Me pregunto cuál habrá sido la reacción de la pobre mujer cuando se levantó, y si seguirá sacándose los zapatos en los lugares públicos.
Las anécdotas de mi infancia con mis primas brotan en mi memoria como planta en primavera. Recuerdo otro domingo en el que fuimos a comer a un lugar especializado en mariscos, y mi papá se había pedido caracoles (era fana de esos platos raros). A mí me daba mucho asco, y mi prima Guadalupe me retó a comer dos caracoles por $10.
Ni lo dudé (ya se percibía mi tendencia materialista). Respiré hondo, succioné de su caparazón dos caracoles con salsa y me los tragué cual ibuprofeno. Guadalupe no se veía muy contenta, pero no le quedó otra opción que pagarme.

Ya estábamos acostumbradas a compartir comidas, así que la cena de festejo no tuvo mucho de nuevo, salvo algunas preguntas. “¿Cómo te sentís?”. El brindis fue: “Por Fidelina”, con mi papá en la cabecera de la mesa levantando su copa traída “del Congo” y con su mirada firme y no laxa, como la llevaba en la última discusión.
A veces creo que con los años las personas van perdiendo la inocencia, y con ella, la alegría. Es como si el dolor de la experiencia les robara el alma. Eso sucedió con mi papá.

Un día después, cuando llegué a la escuela, todas mis compañer@s sabían que me había hecho señorita. Mi prima Guadalupe se había encargado de contarle a una de mis amigas, con quien se veían en las reuniones del coro de la escuela.

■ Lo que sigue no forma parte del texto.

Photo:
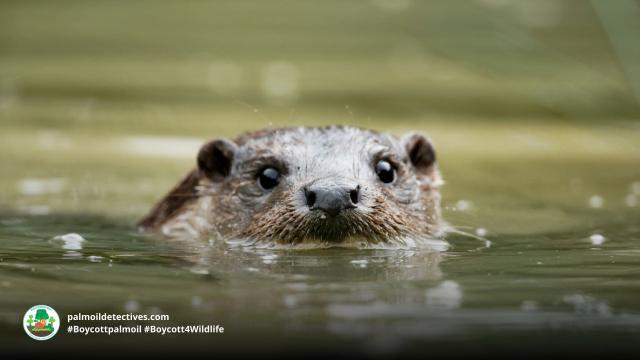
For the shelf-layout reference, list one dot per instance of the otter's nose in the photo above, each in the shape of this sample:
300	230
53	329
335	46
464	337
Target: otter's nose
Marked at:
332	198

Mis primas y yo egresamos del mismo colegio. Y gracias a la maldad de Guadalupe, esa semana fui el centro de la atención. El primer día me dio vergüenza y sentía ganas de vengarme. Después me acostumbré, y la verdad es que no me disgustaba que estuvieran todas a mí alrededor haciéndome preguntas. Internamente me sentía “la pionera de la toallita”, y me resultaba gratificante poder contar mi experiencia sobre algunas cosas que la mayoría todavía no había experimentado. Mi pubertad fue linda, aunque me sentí desorientada. Tenía menos información que la revista Cosmopolitan.
Una mañana en el colegio me agaché para buscar un sacapuntas y me golpeé un pecho con el escritorio. El dolor fue tan grande que llegué a mi casa y le relaté a mi mamá lo que me había sucedido. Me toqué y descubrí dos bultos, uno de cada lado, que me dolían mucho. Elvira es tan trágica que sacó turno con la ginecóloga y se preparó para lo peor. Pero esas dos “mini protuberancias” terminaron por convertirse en mí no muy bien recibido y acomplejado talle cien de corpiño.